(Investigator 20, 1991 September)

About 100 million people worldwide dread Friday the 13th. Many of them also dread the number 13 in other contexts. The Dictionary of Psychology calls this fear "triskaidekaphobia".

Some triskaidekaphobics take out insurance against the worst that bad luck can dish out on "Black Friday". Others spend the day in bed.

Ships tend to stay in harbour on Friday the 13th. The stock exchange will be comparatively quiet; aeroplane bookings are cancelled; public events may get postponed.

Skeptics, however, know that it's all very silly and often have a good smirk about it. Insurance statistics, for example, reveal no significant difference in accident claims between Friday the 13th and other days.

Most skeptics take Black Friday in their stride. Others take it to extremes. The thirteen members of New York's "Thirteen Club", founded in 1903, hold annual dinners on Friday the 13th on a 13th floor.

Members enter under a ladder, adjust their ties in broken mirrors and take seats under open umbrellas.

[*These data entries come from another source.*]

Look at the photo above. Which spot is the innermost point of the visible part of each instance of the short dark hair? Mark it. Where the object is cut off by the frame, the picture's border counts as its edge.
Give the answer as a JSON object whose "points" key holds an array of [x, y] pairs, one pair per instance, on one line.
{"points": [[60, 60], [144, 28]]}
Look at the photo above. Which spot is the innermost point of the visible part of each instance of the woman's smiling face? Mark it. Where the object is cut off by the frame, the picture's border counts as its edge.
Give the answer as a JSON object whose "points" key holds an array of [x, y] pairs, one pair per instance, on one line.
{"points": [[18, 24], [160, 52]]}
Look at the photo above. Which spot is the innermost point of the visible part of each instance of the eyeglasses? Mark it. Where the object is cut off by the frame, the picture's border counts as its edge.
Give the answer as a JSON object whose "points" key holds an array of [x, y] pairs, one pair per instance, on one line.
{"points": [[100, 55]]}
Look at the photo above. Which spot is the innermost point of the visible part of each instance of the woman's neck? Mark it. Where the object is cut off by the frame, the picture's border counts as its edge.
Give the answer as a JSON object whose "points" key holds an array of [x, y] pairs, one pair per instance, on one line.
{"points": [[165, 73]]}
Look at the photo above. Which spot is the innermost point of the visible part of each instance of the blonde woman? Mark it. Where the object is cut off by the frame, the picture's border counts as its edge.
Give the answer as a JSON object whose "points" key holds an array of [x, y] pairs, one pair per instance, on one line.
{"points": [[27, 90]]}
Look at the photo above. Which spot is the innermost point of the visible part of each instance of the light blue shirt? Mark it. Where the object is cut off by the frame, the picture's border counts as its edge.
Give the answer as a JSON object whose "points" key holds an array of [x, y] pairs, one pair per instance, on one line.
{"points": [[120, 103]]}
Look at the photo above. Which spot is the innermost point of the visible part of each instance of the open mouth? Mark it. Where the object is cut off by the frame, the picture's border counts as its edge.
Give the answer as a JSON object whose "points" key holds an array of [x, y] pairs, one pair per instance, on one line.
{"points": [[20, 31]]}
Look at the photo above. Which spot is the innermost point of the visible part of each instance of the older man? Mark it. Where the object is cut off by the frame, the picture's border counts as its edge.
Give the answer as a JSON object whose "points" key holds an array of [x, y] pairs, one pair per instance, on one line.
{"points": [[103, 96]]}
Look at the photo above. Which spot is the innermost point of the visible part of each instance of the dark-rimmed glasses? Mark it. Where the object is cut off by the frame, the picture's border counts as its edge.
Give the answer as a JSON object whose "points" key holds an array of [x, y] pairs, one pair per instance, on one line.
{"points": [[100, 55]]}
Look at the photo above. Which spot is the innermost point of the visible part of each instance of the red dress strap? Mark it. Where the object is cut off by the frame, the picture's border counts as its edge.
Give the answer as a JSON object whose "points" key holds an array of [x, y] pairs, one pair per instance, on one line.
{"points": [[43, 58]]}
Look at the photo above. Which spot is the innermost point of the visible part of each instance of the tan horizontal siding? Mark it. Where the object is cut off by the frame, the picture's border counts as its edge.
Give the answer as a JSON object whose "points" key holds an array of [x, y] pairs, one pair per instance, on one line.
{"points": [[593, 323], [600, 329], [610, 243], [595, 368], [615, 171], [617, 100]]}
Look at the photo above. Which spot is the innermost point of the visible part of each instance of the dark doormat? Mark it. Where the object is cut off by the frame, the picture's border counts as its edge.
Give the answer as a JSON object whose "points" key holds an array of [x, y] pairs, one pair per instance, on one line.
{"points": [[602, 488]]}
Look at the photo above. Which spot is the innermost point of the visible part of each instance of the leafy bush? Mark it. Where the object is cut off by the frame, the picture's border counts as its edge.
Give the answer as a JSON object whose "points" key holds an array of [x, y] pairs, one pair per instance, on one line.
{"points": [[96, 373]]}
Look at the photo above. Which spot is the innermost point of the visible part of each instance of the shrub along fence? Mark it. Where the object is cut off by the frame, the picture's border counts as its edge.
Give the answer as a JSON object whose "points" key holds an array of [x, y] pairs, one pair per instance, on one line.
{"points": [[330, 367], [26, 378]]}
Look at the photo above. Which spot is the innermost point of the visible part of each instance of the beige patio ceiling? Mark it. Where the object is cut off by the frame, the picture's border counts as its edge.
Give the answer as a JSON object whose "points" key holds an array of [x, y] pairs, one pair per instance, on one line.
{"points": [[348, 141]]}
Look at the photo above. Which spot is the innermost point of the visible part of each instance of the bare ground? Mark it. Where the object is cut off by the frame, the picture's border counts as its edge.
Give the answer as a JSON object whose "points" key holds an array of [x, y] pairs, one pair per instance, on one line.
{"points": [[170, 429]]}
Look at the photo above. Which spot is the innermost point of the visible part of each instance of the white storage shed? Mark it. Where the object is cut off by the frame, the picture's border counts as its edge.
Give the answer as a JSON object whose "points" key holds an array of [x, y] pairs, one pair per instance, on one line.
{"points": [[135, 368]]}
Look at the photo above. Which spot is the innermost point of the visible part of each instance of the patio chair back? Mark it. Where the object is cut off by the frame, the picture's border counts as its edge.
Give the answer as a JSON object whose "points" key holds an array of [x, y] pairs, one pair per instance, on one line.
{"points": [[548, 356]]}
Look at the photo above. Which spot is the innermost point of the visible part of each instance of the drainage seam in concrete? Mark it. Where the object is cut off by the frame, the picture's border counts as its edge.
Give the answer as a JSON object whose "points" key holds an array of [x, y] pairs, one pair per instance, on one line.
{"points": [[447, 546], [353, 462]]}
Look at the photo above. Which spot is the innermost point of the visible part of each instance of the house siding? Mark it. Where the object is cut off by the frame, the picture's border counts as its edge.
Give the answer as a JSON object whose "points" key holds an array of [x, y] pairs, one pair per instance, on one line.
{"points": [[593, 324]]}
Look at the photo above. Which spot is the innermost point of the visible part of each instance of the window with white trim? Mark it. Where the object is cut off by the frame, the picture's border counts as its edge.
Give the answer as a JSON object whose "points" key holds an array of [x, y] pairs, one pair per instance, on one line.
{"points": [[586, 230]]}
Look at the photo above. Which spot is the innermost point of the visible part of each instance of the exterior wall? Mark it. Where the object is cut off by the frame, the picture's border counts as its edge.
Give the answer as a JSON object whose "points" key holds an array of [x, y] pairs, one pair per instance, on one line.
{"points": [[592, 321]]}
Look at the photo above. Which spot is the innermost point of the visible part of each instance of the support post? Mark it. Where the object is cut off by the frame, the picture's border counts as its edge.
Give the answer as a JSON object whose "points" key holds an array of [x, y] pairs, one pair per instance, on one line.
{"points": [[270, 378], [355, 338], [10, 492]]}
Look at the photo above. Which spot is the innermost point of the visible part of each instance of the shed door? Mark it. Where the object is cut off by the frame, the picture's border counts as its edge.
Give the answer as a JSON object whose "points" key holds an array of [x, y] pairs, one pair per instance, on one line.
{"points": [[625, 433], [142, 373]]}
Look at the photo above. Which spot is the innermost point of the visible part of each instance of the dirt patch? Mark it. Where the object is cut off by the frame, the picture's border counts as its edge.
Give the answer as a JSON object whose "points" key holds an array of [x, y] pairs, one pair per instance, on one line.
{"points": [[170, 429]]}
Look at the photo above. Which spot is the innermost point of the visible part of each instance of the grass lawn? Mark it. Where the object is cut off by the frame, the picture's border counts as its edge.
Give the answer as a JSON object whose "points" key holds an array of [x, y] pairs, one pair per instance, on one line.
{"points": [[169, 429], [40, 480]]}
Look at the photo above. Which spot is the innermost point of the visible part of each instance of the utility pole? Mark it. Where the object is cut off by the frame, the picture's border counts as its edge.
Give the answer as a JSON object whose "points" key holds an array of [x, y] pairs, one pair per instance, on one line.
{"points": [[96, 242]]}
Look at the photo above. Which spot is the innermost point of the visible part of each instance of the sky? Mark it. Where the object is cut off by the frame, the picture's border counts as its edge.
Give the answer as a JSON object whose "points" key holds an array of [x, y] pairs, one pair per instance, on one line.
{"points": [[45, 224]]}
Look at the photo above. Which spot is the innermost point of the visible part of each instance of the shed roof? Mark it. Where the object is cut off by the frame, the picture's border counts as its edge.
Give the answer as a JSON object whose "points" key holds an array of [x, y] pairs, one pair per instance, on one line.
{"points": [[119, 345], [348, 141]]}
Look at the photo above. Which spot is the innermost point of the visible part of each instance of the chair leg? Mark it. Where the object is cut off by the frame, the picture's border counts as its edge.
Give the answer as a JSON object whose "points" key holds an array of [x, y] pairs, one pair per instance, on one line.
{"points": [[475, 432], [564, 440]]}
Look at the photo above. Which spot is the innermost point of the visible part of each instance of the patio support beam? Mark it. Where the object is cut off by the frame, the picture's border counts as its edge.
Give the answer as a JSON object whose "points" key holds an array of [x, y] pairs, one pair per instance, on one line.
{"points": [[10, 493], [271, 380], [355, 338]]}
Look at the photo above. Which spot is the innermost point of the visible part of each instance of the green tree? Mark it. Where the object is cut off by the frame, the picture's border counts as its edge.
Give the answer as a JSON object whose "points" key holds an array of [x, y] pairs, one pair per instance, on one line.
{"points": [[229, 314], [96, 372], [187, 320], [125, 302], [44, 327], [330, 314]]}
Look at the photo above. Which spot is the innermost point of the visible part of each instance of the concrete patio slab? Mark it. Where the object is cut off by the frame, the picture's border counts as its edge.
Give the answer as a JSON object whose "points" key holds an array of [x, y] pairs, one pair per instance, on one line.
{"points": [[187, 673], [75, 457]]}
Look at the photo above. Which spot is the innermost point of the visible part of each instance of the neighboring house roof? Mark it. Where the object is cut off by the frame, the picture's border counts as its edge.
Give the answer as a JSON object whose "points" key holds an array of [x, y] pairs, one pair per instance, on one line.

The Triskaidekaphobic Society goes to the opposite extreme. They use special diaries in which Friday 13th is missing and replaced by an extra Thursday. They also try to get floor 13 and room 13 renumbered in hotels.

In one USA town the triskaidekaphobics got a law passed to make black cats wear bells on Black Friday so as to be able to avoid crossing their path.

Friday the 13th is a black day for common sense if in no other way. Triskaidekaphobics and extreme skeptics unite in taking that day too seriously and behave like buffoons.